Новички уже слышали об этом в штабе. Василий Козлов взял в руки гитару, провел по струнам.
— Что тут скажешь! — молвил он. — Лучше я вам спою по настроению. Нового ничего не знаю, спою старую аэроклубовскую, курсантскую.
И он запел низким душевным голосом:
Там, где пехота не пройдет, Где бронепоезд не промчится, Угрюмый танк не проползет, Там пролетит стальная птица…Как будто бы чувствовал, что эту песню любил Календа…
— Значит, у нас в эскадрилье по-прежнему есть свой гитарист, — сказал Костя Вдовушкин. — Ну, вы, друзья, отдыхайте с дороги, располагайтесь, места на нарах есть.
Назавтра новички поехали с нами на аэродром, представились комэску Кучумову. И комэск сказал им так же, как когда-то мне:
— Вообще-то вам невредно посидеть пяток деньков на земле, пообвыкнуть. Да вот мушкетеров маловато, хоть в другой эскадрилье бери напрокат. Что ж, по пятьдесят вылетов у вас уже есть. Это и стаж, и опыт. Готовьтесь в полет…
На дворе буйствовала весна. Она обсыпала сады Карачонда белым яблоневым пухом, наполнила воздух пряными запахами. А война продолжалась. Над Веспремом зенитки сбили наш штурмовик. Стрелок Леня Каркавин выпрыгнул с парашютом, но угодил прямо на позиции вражеской батареи. А летчик Борисов даже не успел покинуть самолет. Сгорел в воздухе Коля Перевалов. Теперь, чтобы пересчитать своих постояльцев, тетушке Жуже хватило бы пальцев на одной руке…
А бои шли уже на подступах к Вене, очень тяжелые бои на земле и в воздухе. Австрийскую столицу фашисты поклялись защищать любой ценой.
И наступил опять черный день. День без числа…
Утром аэроразведка донесла, что у дунайских причалов под Веной скопилось много барж, судов: фашисты эвакуируют склады, технику. И мы вылетели по боевой тревоге. Зашли за истребителями, их аэродром рядом. По взлетной полосе разбежались две пары «яков», свечой взмыли вверх и заняли свое обычное место — сзади и выше штурмовиков. Один из «яков» прошел над нашей группой и трижды покачал крыльями. Значит, нас будет сопровождать звено Бориса Столповского, он всегда подавал нам такой условный знак. И мы знали: если с нами летит звено Столповского, значит, истребители будут защищать нас до последнего вздоха. Сам командир звена на наших глазах сбил шесть стервятников. А видели-то мы своего телохранителя всего только раз: за какой-то надобностью оказался он у нас на аэродроме. Белобрысый, подтянутый, среднего роста, грудь колесом. Подошел к нам в столовой и не то в шутку, не то всерьез сказал:
— Прошу вас, господа мушкетеры, стрелять с понятием, куда просят. Ничего я, друзья мои, не боюсь, ни «фоккеров», ни «мессершмиттов», ни даже зенитного огня. А вот стрелков с «горбатых» опасаюсь. Поэтому и подаю вам всегда с самого начала знак: дескать, не стреляйте, свой! Хорошо помню, как еще в сорок третьем один молодец из вашего мушкетерства пальнул по машине моего кореша Мишки Трускача. Едва Мишка до аэродрома дотянул…

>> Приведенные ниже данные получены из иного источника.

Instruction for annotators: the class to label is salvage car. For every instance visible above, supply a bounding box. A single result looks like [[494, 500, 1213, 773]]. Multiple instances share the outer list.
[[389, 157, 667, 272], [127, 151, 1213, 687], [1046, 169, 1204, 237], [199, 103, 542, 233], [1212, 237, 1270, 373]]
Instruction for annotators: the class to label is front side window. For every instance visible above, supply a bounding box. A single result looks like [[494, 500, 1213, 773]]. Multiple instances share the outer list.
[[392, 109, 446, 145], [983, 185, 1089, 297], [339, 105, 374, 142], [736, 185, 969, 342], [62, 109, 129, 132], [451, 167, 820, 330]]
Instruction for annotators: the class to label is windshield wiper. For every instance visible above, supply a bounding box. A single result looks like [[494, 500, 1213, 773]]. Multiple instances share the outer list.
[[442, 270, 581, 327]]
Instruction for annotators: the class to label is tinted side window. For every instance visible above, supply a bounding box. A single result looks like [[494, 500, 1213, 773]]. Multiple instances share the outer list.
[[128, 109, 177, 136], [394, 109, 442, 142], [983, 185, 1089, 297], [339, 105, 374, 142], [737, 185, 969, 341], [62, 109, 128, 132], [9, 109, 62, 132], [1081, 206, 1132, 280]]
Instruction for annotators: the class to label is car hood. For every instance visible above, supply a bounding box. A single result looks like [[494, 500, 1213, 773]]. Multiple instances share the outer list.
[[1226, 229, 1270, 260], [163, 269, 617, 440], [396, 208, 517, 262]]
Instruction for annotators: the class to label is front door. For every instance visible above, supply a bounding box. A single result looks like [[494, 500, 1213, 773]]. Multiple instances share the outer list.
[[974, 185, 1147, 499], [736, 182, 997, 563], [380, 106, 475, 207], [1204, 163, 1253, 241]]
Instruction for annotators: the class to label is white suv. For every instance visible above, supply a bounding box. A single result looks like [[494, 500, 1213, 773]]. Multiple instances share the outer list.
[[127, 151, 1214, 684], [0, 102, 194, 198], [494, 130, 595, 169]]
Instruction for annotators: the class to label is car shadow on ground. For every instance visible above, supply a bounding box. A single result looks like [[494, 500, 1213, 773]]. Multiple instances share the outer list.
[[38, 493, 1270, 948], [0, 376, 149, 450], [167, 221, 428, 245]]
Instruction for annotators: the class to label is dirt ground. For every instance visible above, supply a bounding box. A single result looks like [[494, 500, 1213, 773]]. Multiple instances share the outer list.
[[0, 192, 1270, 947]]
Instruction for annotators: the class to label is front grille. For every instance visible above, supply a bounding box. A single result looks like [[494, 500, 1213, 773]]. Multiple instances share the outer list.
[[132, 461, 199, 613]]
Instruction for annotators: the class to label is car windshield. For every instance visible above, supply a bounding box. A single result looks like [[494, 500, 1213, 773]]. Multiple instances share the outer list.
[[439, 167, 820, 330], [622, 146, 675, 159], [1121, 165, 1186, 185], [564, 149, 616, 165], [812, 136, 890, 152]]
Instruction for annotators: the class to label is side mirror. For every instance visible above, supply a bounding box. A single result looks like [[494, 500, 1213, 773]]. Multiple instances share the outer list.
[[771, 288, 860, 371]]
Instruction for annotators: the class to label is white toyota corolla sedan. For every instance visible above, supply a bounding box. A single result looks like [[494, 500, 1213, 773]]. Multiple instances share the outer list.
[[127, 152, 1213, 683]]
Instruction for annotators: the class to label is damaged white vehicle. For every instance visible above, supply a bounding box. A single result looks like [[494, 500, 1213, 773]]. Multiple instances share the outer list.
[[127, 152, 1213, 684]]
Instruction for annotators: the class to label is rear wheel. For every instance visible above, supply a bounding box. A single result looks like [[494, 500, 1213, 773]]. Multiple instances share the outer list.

Показался затянутый легкой сероватой дымкой Дунай. И тут же за хвостом раскололись зенитки. Машина вздрогнула, точно напуганная птица, и снова, как мне показалось, обрела уверенность полета. Дунай исчез, но тут же показался с другой стороны. Увидел двух «фоккеров». Если их всего два, за нами не увяжутся. Доложил Клевцову:
— Два «фоккера» слева от нас. Ведут себя спокойно.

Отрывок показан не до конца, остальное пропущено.